The value of information is embedded in its proper usage to solve problems. On the contrary, improper use of media degrades the value of information. One of these problems is that media indirectly contributes to mental health problems among teenagers (Ramsden 2). In the past, in the stage of adolescence, boys and girls would get guidance from parents, relatives, older siblings for smooth transitions into young adulthood (Ramsden 3). With the advent of social media, teens get access to information and how to navigate through the stage by themselves. For instance, girls may naively post personal information because of lack of self-esteem, and this sometimes causes severe psychological damage (Ramsden 5). The use of social media as a way to enhance self-esteem causes depression (Ramsden 7).  For instance, body size and appearance have been given much emphasis by media. The conformity of the media personalities, celebrities, and models to these trends in terms of body size and fashion trends continue to impact teenagers who look up to such personalities. For them to appear as they do, they alter their eating habits and diets (Ramsden 9). Such a shift by children results to harm in health, both physically and mentally, contributing to body dysmorphic disorders and anorexia. (Ramsden 10). Improper professional standards and a lack of the knowledge on the morals treasured by the society, has led media to continue displaying content even when they are in the wrong.

Question Five

There are institutions in place, given authority by the government to provide balances and checks to media houses and the content that they transmit, but this activity has not been successful due to corruption and lack full implementation of the law (Steinberg 2). It depicts a society that is not functioning a good state morally (Steinberg 5).

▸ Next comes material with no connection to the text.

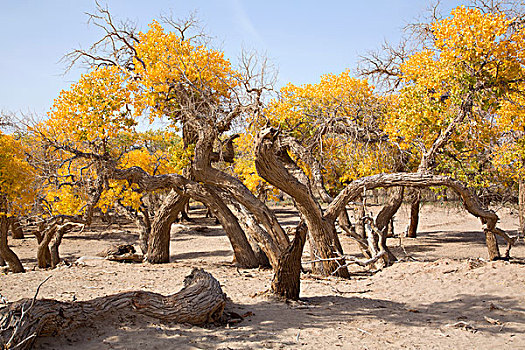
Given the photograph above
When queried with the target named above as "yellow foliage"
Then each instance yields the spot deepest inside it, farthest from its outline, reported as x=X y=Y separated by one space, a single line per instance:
x=16 y=176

For instance, in Instagram, a photo sharing engine, one finds all sorts of photos shared in the site by users. There is no policy that restricts the sharing of explicit pictures. These barbaric standards contribute to the degradation of morals and misuse of media. Even with all these aspects, Media has transformed the way people live (Qualman 120).  Media keeps on shaping people's thoughts, government policies, and the influence on societal economic, physical, and social needs. For these reasons, they play a major role in daily lives despite the prevailing negative effects.

Works Cited

Day, Louis A. Ethics in Media Communications: Cases and Controversies. Cengage Learning, 2005.

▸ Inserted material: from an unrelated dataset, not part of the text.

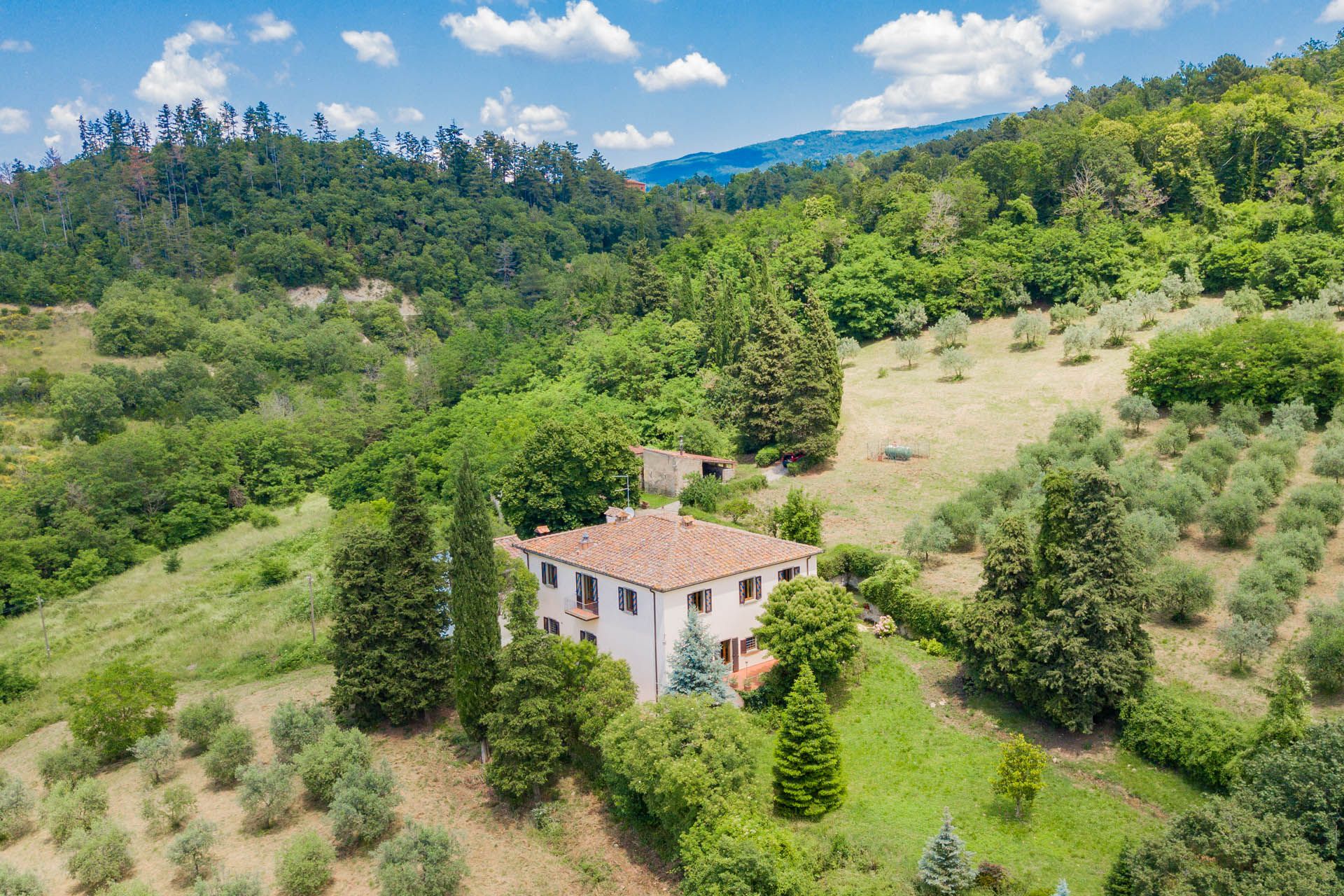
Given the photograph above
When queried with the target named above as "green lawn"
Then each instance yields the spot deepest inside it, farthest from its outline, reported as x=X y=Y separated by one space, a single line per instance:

Gunter, Barrie and Maggie Wykes. The Media and Body Image: If Looks Could Kill. Sage Books, 2004.

Gunter, Barrie. Media Research Methods: Measuring Audiences, Reactions, and Impacts. Sage Books, 1999.

Jordan, Amy B, Victor C Strasburger and Ed Donnerstein. "Health Effects of Media on Children and Adolescents." AAP News & Journals (2010): 1-25.

Lambe, Jennifer and Elizabeth M. Perse. Media Effects and Society. Routledge, 2016.

Susan Villani. "Impact of Media on Children and Adolescents: A 10-Year Review of the Research." Journal of the American Academy of Child & Adolescent Psychiatry (2001): 390-402.

Milkie, Mellissa A. "Social Comparisons, Reflected Appraisals, Mass Media: The Impact of Pervasive Beauty Images on Black and White Girls' Self- Concepts." Social Psychology Quarterly (1999): 190-198.

Qualman, Eric. Socialnomics: How Social Media Transforms the Way We Live and Do Business. John Wiley & Sons, 2010.

Ramsden, Pam. "Is Social Media to Blame for the Worsening Mental Health of Teenage Girls?" The Conversation (2016): 2-10.

Steinberg, Laurence. "We Know Some Things: Parent-Adolescent Relationships in Retrospect and Prospect." Journal of Research on Adolescence (2001): 2-17.